I'm trying to prove the following:
Suppose that $\varphi:\mathbb{D}\rightarrow\mathbb{D}$ is an analytic function (where $\mathbb{D}$ is the open unit disk) with the property that $f\in L_a^{2}(\mathbb{D})$ implies $f\circ\varphi\in L_a^{2}(\mathbb{D})$. Define $C_{\varphi}:L_a^{2}(\mathbb{D})\rightarrow L_a^{2}(\mathbb{D})$ by $C_{\varphi}(f)=f\circ\varphi$. Show that the composition operator $C_{\varphi}$ is a bounded linear operator on $L_a^{2}(\mathbb{D})$.
Theorem 2.1.1 of this paper shows a similar proof of general measure space, and also this MSE post is similar but in $[0,1]$ instead of $\mathbb{D}$. However, I was not able to fully figure out how to find the proof of the above statement. How does one prove this?
Best Answer
Assuming that $L^2_a(\mathbb{D})$ is the Bergman space, i.e. $$\{f:\mathbb{D}\to\mathbb{C}\vert f\text{ is holomorphic and }\int_\mathbb{D}|f(z)|^2dA<\infty\} $$ then this is a direct consequence of the closed graph theorem. We have that $L^2_a(\mathbb{D})$ is complete, so in order to show that the well-defined linear operator $C_\varphi$ is bounded, we can apply the closed graph theorem.

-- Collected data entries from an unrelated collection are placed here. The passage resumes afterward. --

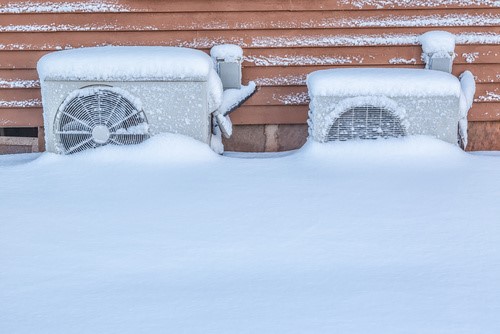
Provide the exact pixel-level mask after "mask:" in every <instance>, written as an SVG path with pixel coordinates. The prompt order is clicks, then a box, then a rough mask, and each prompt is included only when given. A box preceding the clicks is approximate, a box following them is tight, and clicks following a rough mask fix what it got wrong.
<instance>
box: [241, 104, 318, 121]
mask: <svg viewBox="0 0 500 334" xmlns="http://www.w3.org/2000/svg"><path fill="white" fill-rule="evenodd" d="M308 109H309V108H308V107H307V106H242V107H240V108H238V109H237V110H236V111H234V112H233V113H231V121H232V122H233V124H235V125H243V124H244V125H256V124H305V123H306V122H307V112H308Z"/></svg>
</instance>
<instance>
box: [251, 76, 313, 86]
mask: <svg viewBox="0 0 500 334" xmlns="http://www.w3.org/2000/svg"><path fill="white" fill-rule="evenodd" d="M254 81H255V83H256V84H257V85H259V86H301V85H305V84H306V75H305V74H304V75H285V76H275V77H270V78H257V79H255V80H254Z"/></svg>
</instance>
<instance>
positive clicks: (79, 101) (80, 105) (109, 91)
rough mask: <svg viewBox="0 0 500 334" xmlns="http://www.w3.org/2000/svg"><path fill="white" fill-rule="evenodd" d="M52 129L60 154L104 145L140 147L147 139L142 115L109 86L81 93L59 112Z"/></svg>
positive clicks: (102, 87) (81, 91)
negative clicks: (107, 86)
mask: <svg viewBox="0 0 500 334" xmlns="http://www.w3.org/2000/svg"><path fill="white" fill-rule="evenodd" d="M54 129H55V135H56V140H57V146H58V149H59V151H61V153H63V154H72V153H76V152H80V151H83V150H86V149H91V148H96V147H100V146H104V145H107V144H112V145H132V144H139V143H141V142H143V141H144V140H146V139H148V138H149V133H148V123H147V119H146V115H145V114H144V112H143V111H142V110H138V108H136V107H135V105H134V104H133V103H132V102H131V101H130V100H129V99H127V98H126V97H125V96H124V94H120V92H117V90H116V89H114V88H111V87H89V88H84V89H82V90H80V91H79V92H78V94H77V95H76V96H75V97H73V98H72V99H70V101H69V102H67V103H64V104H63V107H62V108H60V109H59V111H58V115H57V116H56V122H55V126H54Z"/></svg>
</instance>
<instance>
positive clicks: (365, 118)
mask: <svg viewBox="0 0 500 334" xmlns="http://www.w3.org/2000/svg"><path fill="white" fill-rule="evenodd" d="M405 135H406V131H405V129H404V128H403V126H402V125H401V120H400V119H399V118H398V117H397V116H394V115H393V114H392V113H391V112H390V111H389V110H387V109H384V108H379V107H374V106H360V107H355V108H351V109H349V110H347V111H346V112H344V113H343V114H342V115H340V117H339V118H337V119H336V120H335V122H334V123H333V125H332V126H331V127H330V130H329V131H328V135H327V138H326V139H327V141H346V140H351V139H377V138H389V137H402V136H405Z"/></svg>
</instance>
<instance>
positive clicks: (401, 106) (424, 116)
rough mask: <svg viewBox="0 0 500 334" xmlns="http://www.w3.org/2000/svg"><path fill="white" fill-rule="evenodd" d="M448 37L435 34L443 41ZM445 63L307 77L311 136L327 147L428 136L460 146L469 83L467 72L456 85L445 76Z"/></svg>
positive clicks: (331, 71)
mask: <svg viewBox="0 0 500 334" xmlns="http://www.w3.org/2000/svg"><path fill="white" fill-rule="evenodd" d="M447 34H448V33H446V34H444V33H438V34H437V35H439V36H444V37H445V38H448V37H449V36H448V35H451V34H448V35H447ZM433 35H436V34H428V35H426V38H427V39H429V38H430V37H432V36H433ZM451 36H453V35H451ZM453 38H454V37H453ZM449 44H452V43H449ZM452 45H453V46H454V40H453V44H452ZM450 59H451V62H452V58H450ZM450 64H451V63H450V62H449V61H448V63H446V64H444V65H445V66H442V67H446V68H442V67H439V68H433V66H430V67H429V66H428V69H397V68H386V69H381V68H349V69H331V70H323V71H316V72H313V73H311V74H310V75H309V76H308V78H307V86H308V89H309V95H310V98H311V102H310V111H309V121H308V122H309V132H310V136H311V137H312V138H313V139H314V140H316V141H319V142H328V141H346V140H352V139H377V138H389V137H403V136H407V135H429V136H433V137H436V138H438V139H442V140H444V141H447V142H450V143H453V144H457V143H458V144H459V145H461V146H462V147H465V146H466V145H467V112H468V110H469V109H470V107H471V105H472V100H473V97H474V91H475V85H474V78H473V76H472V74H470V72H466V73H464V75H462V76H461V78H460V80H459V79H458V78H457V77H455V76H453V75H452V74H450V73H447V70H448V69H451V65H450ZM434 65H436V64H434ZM445 70H446V71H445Z"/></svg>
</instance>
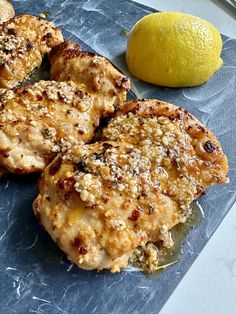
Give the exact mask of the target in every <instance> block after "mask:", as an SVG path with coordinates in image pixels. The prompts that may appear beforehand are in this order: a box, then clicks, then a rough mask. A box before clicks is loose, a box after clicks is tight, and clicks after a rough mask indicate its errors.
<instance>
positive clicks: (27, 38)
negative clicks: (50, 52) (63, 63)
mask: <svg viewBox="0 0 236 314" xmlns="http://www.w3.org/2000/svg"><path fill="white" fill-rule="evenodd" d="M62 41H63V36H62V33H61V31H60V30H59V29H58V28H56V27H55V26H54V25H53V24H52V23H50V22H48V21H46V20H44V19H41V18H39V17H36V16H32V15H26V14H24V15H20V16H17V17H15V18H14V19H11V20H9V21H7V22H5V23H3V24H1V25H0V88H1V87H2V88H12V87H14V86H16V85H17V84H18V83H20V82H22V81H23V80H24V79H25V78H26V77H27V75H28V74H29V73H31V72H32V71H33V70H34V69H35V68H37V67H39V66H40V65H41V62H42V58H43V56H44V55H45V53H47V52H49V51H50V50H51V48H52V47H54V46H56V45H58V44H59V43H61V42H62Z"/></svg>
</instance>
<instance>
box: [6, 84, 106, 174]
mask: <svg viewBox="0 0 236 314" xmlns="http://www.w3.org/2000/svg"><path fill="white" fill-rule="evenodd" d="M100 115H101V111H100V108H97V106H96V103H94V100H93V98H92V97H91V96H89V95H88V94H86V93H85V92H83V91H82V90H80V89H79V88H78V87H77V86H76V85H75V84H74V83H73V82H53V81H40V82H38V83H35V84H34V85H29V86H22V87H15V88H13V89H10V90H5V93H3V94H2V95H1V96H0V165H1V166H2V167H4V168H6V170H7V171H9V172H13V173H30V172H34V171H41V170H42V169H43V168H44V167H45V165H46V164H47V163H48V162H49V161H51V159H52V158H53V157H54V156H55V155H56V153H58V152H59V151H62V150H65V149H67V148H68V147H70V145H74V144H76V143H78V142H79V141H84V142H87V141H90V140H91V138H92V136H93V133H94V129H95V128H96V127H97V126H98V124H99V118H100Z"/></svg>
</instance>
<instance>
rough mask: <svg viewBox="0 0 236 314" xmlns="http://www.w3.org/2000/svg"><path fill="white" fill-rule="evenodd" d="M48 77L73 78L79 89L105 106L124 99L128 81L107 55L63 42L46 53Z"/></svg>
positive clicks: (62, 80)
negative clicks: (104, 56) (49, 60)
mask: <svg viewBox="0 0 236 314" xmlns="http://www.w3.org/2000/svg"><path fill="white" fill-rule="evenodd" d="M49 60H50V62H51V70H50V73H51V78H52V79H53V80H55V81H69V80H71V81H73V82H75V83H76V84H77V85H78V86H79V87H80V88H81V89H84V90H85V91H86V92H88V93H90V94H92V95H93V96H96V97H97V98H98V101H100V102H101V103H102V104H103V103H106V106H107V107H108V106H110V108H111V110H112V109H113V105H115V106H117V105H119V104H121V103H122V102H124V101H125V100H126V94H127V92H128V91H129V90H130V80H129V79H128V78H127V77H126V76H124V75H123V74H122V73H120V72H119V71H118V70H117V69H116V68H115V67H114V66H113V65H112V64H111V63H110V62H109V61H108V60H107V59H106V58H104V57H102V56H98V55H96V54H94V53H92V52H87V51H82V50H81V48H80V45H78V44H77V43H75V42H73V41H66V42H63V43H61V44H60V45H59V46H57V47H54V48H53V49H52V51H51V52H50V54H49Z"/></svg>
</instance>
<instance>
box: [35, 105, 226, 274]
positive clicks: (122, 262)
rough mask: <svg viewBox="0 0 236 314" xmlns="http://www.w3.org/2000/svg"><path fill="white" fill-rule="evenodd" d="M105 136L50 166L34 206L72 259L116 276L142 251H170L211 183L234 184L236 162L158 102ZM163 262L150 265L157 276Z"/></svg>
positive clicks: (149, 265) (151, 260) (61, 247)
mask: <svg viewBox="0 0 236 314" xmlns="http://www.w3.org/2000/svg"><path fill="white" fill-rule="evenodd" d="M104 138H105V139H109V140H108V141H107V140H106V141H103V142H99V143H94V144H87V145H82V146H80V147H77V148H76V147H74V148H73V149H72V150H69V151H68V152H67V154H66V155H64V156H58V157H57V158H56V159H55V160H54V161H53V162H52V163H51V164H50V165H49V166H48V167H46V169H45V171H44V172H43V176H42V178H41V180H40V184H39V192H40V193H39V195H38V197H37V199H36V200H35V202H34V205H33V208H34V212H35V214H36V216H37V217H38V219H39V221H40V222H41V224H42V225H43V226H44V227H45V229H46V230H47V231H48V233H49V234H50V235H51V237H52V238H53V240H54V241H56V242H57V243H58V245H59V246H60V248H61V249H62V250H64V252H65V253H66V254H67V255H68V258H69V259H70V260H71V261H73V262H74V263H76V264H77V265H78V266H79V267H81V268H83V269H87V270H90V269H98V270H101V269H103V268H107V269H110V270H111V271H112V272H116V271H120V270H121V269H123V268H125V267H126V266H127V264H128V261H129V259H133V257H134V254H135V252H136V249H137V248H140V247H141V248H145V247H146V248H147V250H150V244H152V243H161V247H162V248H170V247H171V246H172V245H173V241H172V238H171V232H170V230H171V228H172V227H174V226H175V225H176V224H178V223H184V222H185V221H186V219H187V218H188V217H189V215H190V214H191V209H190V203H191V202H192V201H193V200H194V199H196V198H197V197H198V196H200V195H201V194H202V193H203V191H204V190H205V189H206V188H207V187H208V186H210V185H212V184H214V183H227V182H228V178H227V172H228V164H227V158H226V156H225V155H224V153H223V152H222V148H221V145H220V143H219V142H218V140H217V139H216V138H215V136H214V135H213V134H212V133H211V131H209V130H208V129H207V128H205V127H204V126H203V125H202V124H201V123H200V122H199V121H198V120H197V119H196V118H195V117H193V116H192V115H190V114H189V113H188V112H187V111H186V110H183V109H181V108H178V107H177V106H174V105H171V104H168V103H165V102H160V101H157V100H147V101H133V102H128V103H126V104H124V105H123V106H121V107H119V109H118V112H117V113H116V115H115V117H114V118H112V119H111V121H110V123H109V124H108V127H107V128H106V129H105V130H104ZM156 262H157V261H156V260H153V259H149V260H148V261H146V265H145V266H143V268H144V269H146V270H147V271H153V270H155V267H156ZM148 263H149V265H147V264H148ZM144 264H145V261H144ZM144 264H143V265H144Z"/></svg>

Here is the standard application: Let $\{f_n\}\subset L^2_a(\mathbb{D})$ be a sequence with $f_n\to0$ and assume that $C_\varphi(f_n)\to g\in L^2_a(\mathbb{D})$. If we can show that $g=0$, then we will have that $C_\varphi$ is continuous.
Note that since $C_\varphi(f_n)\to g$ in $L^2$-norm, there exists a subsequence $\{C_\varphi(f_{n_k})\}$ that converges pointiwse (almost everywhere, but these are all continuous, hence everywhere) to $g$, so $$g(z)=\lim_{k\to\infty}f_{n_k}\circ\varphi(z)$$ for all $z\in\mathbb{D}$. But since $f_n\to0$ in $L^2$ norm we also have that $f_{n_k}\to0$ in $L^2$ norm, so there exists a further subsequence $f_{n_{k_j}}$ that converges almost everywhere to $0$ (which again, since everything here is continuous is the same as "everywhere"), so $$\lim_{j\to\infty}f_{n_{k_j}}(w)=0$$ for all $w\in\mathbb{D}$. In particular, for $w=\varphi(z)$ we have that $$\lim_{j\to\infty}f_{n_{k_j}}(\varphi(z))=0$$ but $\{f_{n_{k_j}}(\varphi(z))\}$ is a subsequence of $\{f_{n_k}(\varphi(z))\}$ which converges to $g(z)$. Therefore $\{f_{n_{k_j}}(\varphi(z))\}$ also converges to $g(z)$, and this shows that $g(z)=0$. As $z$ was arbitrary, this shows that $g=0$.
By the closed graph theorem, we can conclude that $C_\varphi$ is a bounded operator.